Place each resistor according to its value and part number. There are diagrams below showing the exact placement of the resistors in each bag.

Alternate the orientation of resistors that are next to each other. This reduces the potential for shorts between resistors.

Bend Resistor Leads Against PCB

After placing the resistors, bend their leads agains the bottom of the PCB. This will hold them in place when we turn the board over for soldering.

Solder Resistors

Solder the resistors to the PCB. Observe good soldering technique: heat the pad and lead for 2-3 seconds, apply a small bit of solder, and continue to heat the pad for another 2-3 seconds. Allow each solder joint 10 seconds to cool before moving on to the next one. The finished joints should be shiny and should have just enough solder to cover the pad entirely.

Trim Resistor Leads

Clip the excess leads with wire cutters. Clip as close as possible to the solder joint without clipping the joints themselves.

Populate Bag 2

Populate Bag 3

Populate Bag 4

Populate Bag 5

Populate Bag 6

Populate Remaining Components

Populate Bag 7

Populate the transistors and integrated circuit, taking care to place them in the correct locations and direction. If any of the transistors are swapped or inserted backwards, there will be smoke!

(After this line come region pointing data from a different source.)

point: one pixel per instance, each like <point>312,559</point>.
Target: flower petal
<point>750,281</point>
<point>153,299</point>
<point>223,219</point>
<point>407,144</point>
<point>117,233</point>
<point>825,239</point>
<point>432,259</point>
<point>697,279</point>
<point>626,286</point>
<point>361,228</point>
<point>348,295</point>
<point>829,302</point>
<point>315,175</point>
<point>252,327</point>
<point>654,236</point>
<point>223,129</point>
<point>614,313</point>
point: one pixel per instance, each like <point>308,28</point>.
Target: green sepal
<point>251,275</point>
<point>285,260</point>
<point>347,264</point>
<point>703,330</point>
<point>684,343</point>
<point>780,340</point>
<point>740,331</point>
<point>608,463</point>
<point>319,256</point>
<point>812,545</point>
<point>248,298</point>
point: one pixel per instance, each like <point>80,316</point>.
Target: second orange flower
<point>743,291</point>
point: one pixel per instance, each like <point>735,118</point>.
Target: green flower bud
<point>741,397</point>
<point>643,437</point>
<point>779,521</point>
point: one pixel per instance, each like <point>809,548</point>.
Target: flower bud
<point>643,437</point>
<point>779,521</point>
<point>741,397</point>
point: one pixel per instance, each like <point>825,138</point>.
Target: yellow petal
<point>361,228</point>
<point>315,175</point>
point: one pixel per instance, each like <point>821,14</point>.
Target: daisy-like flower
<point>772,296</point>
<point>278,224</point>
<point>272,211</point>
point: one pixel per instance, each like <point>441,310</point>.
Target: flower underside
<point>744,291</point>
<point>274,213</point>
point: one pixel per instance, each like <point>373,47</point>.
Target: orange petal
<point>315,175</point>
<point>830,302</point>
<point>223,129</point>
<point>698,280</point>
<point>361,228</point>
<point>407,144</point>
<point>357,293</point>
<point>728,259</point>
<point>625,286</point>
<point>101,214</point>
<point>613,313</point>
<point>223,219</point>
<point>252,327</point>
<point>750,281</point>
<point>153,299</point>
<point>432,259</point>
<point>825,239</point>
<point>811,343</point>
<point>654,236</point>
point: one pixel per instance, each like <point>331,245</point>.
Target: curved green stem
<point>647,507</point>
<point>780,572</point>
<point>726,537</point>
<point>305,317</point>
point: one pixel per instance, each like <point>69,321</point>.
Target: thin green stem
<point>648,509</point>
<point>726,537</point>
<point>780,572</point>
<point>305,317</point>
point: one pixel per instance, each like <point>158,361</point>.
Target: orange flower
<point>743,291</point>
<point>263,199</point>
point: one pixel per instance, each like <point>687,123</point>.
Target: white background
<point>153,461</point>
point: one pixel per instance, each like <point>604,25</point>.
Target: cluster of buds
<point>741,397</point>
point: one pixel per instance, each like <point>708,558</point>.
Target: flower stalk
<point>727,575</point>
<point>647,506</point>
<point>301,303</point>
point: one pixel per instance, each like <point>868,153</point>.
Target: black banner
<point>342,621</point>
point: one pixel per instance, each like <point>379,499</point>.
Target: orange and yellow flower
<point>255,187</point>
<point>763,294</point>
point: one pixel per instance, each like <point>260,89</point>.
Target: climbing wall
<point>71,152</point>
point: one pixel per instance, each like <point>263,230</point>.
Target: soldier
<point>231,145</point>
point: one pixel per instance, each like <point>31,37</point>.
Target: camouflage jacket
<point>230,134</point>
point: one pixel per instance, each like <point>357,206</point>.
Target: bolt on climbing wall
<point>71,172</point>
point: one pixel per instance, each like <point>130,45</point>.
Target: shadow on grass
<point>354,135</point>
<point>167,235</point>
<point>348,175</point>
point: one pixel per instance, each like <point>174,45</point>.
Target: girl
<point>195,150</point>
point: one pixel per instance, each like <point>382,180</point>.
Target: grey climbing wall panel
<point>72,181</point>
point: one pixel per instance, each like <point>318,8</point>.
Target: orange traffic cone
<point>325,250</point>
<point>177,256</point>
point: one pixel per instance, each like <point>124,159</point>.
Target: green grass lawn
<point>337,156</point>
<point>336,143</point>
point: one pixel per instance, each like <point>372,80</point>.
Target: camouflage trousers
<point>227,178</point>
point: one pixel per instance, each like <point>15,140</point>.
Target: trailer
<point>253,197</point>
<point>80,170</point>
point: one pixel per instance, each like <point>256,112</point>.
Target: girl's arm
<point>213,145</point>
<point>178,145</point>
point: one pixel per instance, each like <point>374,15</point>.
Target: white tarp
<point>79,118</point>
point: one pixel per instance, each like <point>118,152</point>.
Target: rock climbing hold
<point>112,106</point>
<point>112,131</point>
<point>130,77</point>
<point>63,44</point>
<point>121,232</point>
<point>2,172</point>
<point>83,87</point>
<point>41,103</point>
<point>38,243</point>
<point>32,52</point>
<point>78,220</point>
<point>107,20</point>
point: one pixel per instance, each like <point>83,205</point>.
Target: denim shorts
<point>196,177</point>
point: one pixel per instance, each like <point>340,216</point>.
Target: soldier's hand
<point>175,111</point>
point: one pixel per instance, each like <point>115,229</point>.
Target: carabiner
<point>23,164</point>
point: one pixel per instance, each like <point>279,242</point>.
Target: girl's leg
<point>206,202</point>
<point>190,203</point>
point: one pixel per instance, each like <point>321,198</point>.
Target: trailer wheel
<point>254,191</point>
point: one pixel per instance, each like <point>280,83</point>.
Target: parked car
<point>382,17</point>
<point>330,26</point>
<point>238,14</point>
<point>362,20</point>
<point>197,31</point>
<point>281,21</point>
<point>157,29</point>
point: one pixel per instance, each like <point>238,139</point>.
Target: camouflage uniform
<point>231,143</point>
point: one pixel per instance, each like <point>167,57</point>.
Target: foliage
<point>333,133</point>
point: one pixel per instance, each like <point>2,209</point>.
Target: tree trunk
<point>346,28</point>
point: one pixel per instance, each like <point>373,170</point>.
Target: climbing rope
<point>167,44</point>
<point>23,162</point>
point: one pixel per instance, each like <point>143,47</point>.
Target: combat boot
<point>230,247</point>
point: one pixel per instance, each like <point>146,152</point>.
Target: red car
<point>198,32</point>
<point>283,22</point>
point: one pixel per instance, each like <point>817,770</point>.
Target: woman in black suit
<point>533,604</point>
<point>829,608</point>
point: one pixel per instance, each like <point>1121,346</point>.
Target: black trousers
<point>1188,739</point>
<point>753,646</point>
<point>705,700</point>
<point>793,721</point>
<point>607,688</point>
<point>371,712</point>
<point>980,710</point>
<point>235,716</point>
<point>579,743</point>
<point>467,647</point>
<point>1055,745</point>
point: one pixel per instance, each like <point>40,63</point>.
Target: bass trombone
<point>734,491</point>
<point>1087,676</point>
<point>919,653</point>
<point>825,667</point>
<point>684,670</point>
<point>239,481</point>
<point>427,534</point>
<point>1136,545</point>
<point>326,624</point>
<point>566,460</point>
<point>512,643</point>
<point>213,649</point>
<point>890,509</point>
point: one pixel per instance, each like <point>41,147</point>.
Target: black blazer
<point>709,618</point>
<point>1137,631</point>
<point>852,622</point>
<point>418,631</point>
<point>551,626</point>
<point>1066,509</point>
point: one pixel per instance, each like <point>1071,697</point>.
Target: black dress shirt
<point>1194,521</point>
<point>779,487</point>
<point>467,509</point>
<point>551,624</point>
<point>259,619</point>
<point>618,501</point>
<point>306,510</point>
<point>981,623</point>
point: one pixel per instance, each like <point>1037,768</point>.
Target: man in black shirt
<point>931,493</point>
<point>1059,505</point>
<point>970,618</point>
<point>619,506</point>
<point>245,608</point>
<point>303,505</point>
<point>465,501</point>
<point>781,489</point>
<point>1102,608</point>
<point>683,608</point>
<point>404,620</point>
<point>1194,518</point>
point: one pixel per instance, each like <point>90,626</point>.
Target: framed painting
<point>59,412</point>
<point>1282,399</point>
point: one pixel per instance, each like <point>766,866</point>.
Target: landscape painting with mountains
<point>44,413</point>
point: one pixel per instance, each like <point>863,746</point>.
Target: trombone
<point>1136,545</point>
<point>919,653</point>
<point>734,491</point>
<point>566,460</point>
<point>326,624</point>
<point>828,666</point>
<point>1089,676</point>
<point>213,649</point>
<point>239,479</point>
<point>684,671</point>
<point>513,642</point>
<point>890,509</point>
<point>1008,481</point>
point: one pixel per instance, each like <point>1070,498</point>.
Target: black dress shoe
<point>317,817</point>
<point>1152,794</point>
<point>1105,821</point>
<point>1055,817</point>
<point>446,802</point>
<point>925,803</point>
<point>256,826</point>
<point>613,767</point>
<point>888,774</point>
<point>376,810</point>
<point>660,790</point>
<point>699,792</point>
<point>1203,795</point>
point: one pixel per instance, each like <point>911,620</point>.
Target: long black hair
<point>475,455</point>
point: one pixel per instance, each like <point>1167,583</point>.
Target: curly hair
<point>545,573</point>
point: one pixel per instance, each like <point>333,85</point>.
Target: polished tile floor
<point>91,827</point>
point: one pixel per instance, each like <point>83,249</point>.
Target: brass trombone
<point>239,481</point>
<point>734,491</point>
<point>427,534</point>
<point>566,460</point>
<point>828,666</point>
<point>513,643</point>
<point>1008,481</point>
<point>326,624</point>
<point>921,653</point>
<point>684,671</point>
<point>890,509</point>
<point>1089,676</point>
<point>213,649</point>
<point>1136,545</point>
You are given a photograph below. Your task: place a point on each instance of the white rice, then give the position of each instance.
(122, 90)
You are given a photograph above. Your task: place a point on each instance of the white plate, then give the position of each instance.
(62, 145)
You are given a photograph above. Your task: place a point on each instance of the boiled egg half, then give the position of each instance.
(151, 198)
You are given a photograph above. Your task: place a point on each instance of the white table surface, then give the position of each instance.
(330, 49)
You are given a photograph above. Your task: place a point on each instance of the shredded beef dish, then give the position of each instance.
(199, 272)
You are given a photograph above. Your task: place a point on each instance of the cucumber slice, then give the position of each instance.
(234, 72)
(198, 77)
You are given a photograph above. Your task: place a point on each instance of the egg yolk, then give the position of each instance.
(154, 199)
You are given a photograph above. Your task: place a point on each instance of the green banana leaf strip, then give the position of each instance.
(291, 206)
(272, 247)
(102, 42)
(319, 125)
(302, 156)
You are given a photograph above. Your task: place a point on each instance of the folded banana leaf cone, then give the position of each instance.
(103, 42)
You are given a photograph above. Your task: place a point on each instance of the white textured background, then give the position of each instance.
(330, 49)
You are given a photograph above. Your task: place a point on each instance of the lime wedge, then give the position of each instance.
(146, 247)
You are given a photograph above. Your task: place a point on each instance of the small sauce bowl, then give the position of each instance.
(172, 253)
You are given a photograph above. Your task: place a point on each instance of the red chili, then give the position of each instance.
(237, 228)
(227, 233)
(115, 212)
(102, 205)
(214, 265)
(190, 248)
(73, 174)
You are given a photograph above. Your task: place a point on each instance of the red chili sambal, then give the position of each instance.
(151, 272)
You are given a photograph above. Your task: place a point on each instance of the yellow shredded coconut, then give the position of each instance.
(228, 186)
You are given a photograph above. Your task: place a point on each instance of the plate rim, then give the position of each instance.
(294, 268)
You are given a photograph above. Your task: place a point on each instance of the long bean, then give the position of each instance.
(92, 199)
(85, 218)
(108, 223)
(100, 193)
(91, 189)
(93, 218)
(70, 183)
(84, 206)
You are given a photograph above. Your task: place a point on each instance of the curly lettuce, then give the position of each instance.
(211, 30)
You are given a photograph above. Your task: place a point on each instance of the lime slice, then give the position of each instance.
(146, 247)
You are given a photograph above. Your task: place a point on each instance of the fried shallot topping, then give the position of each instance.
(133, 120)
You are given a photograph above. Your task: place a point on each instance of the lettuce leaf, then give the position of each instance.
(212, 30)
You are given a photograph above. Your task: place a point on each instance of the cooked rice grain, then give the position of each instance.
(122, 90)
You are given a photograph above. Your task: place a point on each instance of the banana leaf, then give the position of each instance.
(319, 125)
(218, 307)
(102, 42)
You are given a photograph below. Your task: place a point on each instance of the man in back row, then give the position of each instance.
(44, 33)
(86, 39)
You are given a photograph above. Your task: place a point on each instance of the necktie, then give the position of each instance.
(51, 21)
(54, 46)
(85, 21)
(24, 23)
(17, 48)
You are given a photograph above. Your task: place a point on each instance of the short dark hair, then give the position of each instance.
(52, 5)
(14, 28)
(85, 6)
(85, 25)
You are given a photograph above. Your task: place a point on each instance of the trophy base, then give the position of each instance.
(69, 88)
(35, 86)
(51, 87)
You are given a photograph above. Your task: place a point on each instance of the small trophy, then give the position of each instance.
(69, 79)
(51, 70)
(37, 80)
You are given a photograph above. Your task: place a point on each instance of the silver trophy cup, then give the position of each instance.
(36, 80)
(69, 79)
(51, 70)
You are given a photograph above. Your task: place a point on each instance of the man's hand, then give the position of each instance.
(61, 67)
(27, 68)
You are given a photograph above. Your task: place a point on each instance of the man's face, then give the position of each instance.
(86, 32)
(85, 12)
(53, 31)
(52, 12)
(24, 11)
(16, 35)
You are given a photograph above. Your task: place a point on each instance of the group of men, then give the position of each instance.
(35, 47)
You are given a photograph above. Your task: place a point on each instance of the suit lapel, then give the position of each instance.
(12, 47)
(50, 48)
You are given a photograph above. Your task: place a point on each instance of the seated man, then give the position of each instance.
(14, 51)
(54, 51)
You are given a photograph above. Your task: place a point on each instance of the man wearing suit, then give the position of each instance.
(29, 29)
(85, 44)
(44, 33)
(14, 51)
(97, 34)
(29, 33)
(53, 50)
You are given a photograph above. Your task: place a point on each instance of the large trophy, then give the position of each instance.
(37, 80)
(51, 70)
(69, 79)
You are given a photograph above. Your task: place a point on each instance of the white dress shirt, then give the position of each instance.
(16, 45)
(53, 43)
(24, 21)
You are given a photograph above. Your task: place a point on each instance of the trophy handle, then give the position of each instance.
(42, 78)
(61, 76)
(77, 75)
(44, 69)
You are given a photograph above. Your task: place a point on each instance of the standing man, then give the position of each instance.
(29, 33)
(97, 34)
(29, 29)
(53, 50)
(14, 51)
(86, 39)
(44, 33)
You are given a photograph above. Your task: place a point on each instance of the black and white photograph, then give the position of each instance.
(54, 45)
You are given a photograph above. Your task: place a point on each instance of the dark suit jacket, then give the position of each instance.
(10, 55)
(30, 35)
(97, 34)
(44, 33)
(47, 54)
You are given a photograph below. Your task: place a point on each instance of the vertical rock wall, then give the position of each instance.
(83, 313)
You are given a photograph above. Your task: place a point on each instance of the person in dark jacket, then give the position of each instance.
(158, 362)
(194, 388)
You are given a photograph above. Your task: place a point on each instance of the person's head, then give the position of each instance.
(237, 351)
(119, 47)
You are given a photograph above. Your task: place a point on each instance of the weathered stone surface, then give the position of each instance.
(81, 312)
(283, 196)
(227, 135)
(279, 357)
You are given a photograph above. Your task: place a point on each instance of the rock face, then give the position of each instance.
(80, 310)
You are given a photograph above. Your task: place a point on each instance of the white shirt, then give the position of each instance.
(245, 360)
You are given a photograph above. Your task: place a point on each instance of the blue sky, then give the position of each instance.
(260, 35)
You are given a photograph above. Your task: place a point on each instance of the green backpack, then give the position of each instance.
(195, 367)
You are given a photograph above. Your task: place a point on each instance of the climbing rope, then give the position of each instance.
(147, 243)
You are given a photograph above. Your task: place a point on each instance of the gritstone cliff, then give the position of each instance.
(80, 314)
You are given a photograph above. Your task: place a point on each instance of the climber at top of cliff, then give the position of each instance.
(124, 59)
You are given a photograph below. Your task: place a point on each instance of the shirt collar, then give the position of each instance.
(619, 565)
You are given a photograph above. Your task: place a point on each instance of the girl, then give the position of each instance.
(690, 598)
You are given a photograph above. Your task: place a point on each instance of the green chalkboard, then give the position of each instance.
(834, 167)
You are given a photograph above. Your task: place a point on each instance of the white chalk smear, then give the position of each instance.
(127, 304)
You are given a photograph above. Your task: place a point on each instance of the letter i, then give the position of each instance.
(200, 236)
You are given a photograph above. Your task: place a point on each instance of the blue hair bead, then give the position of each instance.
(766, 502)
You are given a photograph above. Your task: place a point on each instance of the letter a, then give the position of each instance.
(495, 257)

The orientation of the transistors is indicated by their shape on the PCB. The orientation of the IC is marked by a small notch on the PCB and the IC socket.

Populate Bag 8

Populate the small capacitors. All of these capacitors are non-polarized, so they can be inserted in either orientation.

Populate Bag 9

Populate the large capacitors. Despite being electrolytic (which are usually polarized), all of these are also non-polarized. You can disregard the "+" markings on the PCB.

Insert Standoffs

Snap the standoffs into the PCB so that they protrude outward on the same side as the 8-pin connector. The side with a rigid edge is the side you insert into the PCB.


You've soldered all of the components! Before you plug in your Toneloc, check a couple final things:

  • No resistor leads are touching
  • Transistors are in the correct positions
  • IC1 is in the correct position

All set? Great! Go destroy some transients and them DIYRE sent you!